And here he launched into an elaborate and gratuitous account of all the other farms he had visited on his tour of inspection. But the one that had pleased him best, he said, had been that of a very old friend of his—and he named the farmer near Moongrass with whom, presumably, Ranulph and Luke were now staying.
Here Hazel looked up eagerly, and, in rather an unsteady voice, asked if he'd seen two lads there—a big one, and a little one who was the son of the Seneschal.
"Do you mean little Master Ranulph Chanticleer and Luke Hempen? Why, of course I saw them! It was they who told me to come along here ... and very grateful I am to them, for I have found something well worth looking at."
A look of indescribable relief flitted over Hazel's face.
"Oh ... oh! I'm so glad you saw them," she faltered.
"Aha! My friend Luke has evidently been making good use of his time—the young dog!" thought Master Nathaniel; and he proceeded to retail a great many imaginary sayings and doings of Luke at his new abode.
Hazel was soon quite at home with the jovial, facetious old cheesemonger. She always preferred elderly men to young ones, and was soon chatting away with the abandon sometimes observable when naturally confiding people, whom circumstances have made suspicious, find someone whom they think they can trust; and Master Nathaniel was, of course, drinking in every word and longing to be in her shoes.
"But, missy, it seems all work and no play!" he cried at last. "Do you get no frolics and junketings?"

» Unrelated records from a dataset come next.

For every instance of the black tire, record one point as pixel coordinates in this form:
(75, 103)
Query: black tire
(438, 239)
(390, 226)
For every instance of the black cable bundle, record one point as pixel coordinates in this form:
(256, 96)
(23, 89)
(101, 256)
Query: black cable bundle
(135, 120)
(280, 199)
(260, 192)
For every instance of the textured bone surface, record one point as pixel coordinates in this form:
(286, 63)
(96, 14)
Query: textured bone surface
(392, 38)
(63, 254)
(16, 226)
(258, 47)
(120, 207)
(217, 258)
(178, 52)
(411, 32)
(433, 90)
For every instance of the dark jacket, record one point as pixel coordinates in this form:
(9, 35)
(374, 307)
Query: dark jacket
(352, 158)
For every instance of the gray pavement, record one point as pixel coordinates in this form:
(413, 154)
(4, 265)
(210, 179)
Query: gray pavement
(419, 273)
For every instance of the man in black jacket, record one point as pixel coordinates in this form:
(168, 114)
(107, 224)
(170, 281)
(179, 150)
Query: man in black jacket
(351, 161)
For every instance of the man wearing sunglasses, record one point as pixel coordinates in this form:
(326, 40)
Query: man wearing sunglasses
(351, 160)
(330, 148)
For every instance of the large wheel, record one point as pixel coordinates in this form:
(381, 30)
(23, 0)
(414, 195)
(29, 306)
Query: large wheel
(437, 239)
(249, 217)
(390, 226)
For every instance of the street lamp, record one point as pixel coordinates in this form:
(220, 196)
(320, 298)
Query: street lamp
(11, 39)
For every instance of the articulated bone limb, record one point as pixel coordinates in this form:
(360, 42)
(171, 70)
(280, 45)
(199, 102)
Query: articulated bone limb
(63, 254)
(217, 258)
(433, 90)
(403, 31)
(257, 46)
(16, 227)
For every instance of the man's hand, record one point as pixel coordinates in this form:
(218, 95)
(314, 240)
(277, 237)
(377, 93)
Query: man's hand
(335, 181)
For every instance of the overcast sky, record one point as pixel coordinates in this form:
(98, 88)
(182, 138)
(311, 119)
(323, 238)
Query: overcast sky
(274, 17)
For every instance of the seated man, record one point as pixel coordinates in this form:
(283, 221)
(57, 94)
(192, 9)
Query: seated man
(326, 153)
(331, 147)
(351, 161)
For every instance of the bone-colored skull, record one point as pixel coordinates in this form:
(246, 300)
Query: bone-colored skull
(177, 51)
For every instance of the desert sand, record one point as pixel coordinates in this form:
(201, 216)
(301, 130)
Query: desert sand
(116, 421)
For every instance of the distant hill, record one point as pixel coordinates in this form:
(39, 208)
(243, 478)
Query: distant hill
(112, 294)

"Sometimes we dance of an evening, when old Portunus is here," she answered.
"Portunus?" he cried sharply, "Who's he?"
But this question froze her back into reserve. "An old weaver with a fiddle," she answered stiffly.
"A bit doited?"
Her only answer was to look at him suspiciously and say, "Do you know Portunus, sir?"
"Well, I believe I met him—about half-way between here and Lud. The old fellow seemed to have something on his mind, but couldn't get it out—I've known many a parrot that talked better than he."

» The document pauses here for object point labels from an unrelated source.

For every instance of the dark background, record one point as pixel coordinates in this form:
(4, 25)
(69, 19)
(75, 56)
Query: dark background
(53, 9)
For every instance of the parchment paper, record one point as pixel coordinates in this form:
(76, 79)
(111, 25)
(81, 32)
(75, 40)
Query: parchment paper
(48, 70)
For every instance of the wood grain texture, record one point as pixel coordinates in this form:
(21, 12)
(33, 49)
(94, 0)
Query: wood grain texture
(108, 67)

"Oh, I've often thought that, too! That he'd something on his mind, I mean," cried Hazel on another wave of confidence. "It's as if he were trying hard to tell one something. And he often follows me as if he wanted me to do something for him. And I sometimes think I should try and help him and not be so harsh with him—but he just gives me the creeps, and I can't help it."
"He gives you the creeps, does he?"
"That he does!" she cried with a little shiver. "To see him gorging himself with green fruit! It isn't like a human being the way he does it—it's like an insect or a bird. And he's like a cat, too, in the way he always follows about the folk that don't like him. Oh, he's nasty! And he's spiteful, too, and mischievous. But perhaps that's not to be wondered at, if ..." and she broke off abruptly.
Master Nathaniel gave her a keen look. "If what?" he said.
"Oh, well—just silly talk of the country people," said Hazel evasively.
"That he's—er, for instance, one of what you call the Silent People?"
"How did you know?" And Hazel looked at him suspiciously.
"Oh, I guessed. You see, I've heard a lot of that sort of talk since I've been in the west. Well, the old fellow certainly seemed to have something he wanted to tell me, but I can't say he was very explicit. He kept saying, over and over again, 'Dig, dig.'"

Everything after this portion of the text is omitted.